(WASHINGTON) -- Drivers want more fuel-efficient vehicles, with four out of five surveyed in a nationwide poll saying it will be an important factor for their next car purchase. The poll from Consumer Federation of America finds that 85 percent of Americans support federal requirements to increase fuel economy to 35 miles per gallon by 2017.
"In 2009, about four percent of the vehicles available to consumers got over 30 miles per gallon. [In] 2013, that went up to 12 percent," said Jack Gillis, public affairs director for Consumer Federation of America and author of The Car Book.
Car manufacturers have already gotten the memo, though.
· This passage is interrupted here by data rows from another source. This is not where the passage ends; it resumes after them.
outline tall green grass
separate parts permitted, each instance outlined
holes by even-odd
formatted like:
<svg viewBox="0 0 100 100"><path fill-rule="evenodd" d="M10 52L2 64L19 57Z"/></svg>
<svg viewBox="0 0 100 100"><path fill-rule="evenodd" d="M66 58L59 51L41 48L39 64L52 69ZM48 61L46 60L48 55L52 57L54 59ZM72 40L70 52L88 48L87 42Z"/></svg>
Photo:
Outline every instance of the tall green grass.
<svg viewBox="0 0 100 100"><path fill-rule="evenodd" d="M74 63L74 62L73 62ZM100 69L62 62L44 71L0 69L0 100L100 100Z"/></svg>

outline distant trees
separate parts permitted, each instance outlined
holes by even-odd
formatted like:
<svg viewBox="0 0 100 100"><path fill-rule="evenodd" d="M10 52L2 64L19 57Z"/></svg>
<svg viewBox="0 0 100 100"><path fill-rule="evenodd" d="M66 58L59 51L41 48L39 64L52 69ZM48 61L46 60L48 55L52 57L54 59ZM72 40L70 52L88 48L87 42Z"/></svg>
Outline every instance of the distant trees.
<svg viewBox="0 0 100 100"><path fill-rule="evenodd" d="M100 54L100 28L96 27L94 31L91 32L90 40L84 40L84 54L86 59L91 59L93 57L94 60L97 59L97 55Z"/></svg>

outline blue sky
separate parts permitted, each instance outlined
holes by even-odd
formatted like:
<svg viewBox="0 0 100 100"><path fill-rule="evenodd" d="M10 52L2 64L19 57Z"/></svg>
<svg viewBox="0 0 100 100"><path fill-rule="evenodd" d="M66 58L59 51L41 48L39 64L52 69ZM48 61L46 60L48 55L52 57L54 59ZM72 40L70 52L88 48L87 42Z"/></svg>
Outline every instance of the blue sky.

With the federal deadline for super-fuel efficiency more than a decade away, the report shows newer car models are already up to code.
"Twelve models available this year -- for 2013 -- already meet the 2025 standard of 54.5 MPGs," Gillis says.
Considering the price of gas in recent years, the poll's results -- and automakers' response in their fleets -- should come as no surprise.
Other key findings of the survey include:
- Support extends across the political spectrum, with 77 percent of Republicans, 87 percent of Independents and 92 percent of Democrats saying they support the higher standard.
- Those who say fuel economy is very important expect to get 12 miles more per gallon from their next vehicle than those who say it is not important.
- Consumers intend to purchase even higher mileage vehicles going forward. Those who indicated that their current gas mileage was 24 mpg and who intend to purchase a vehicle in the future, expect a seven mpg increase, or to get 31 mpg from their next vehicle.
- More than half (57 percent) of respondents who said they intend to purchase a SUV said they want its fuel economy to be at least 25 mpg.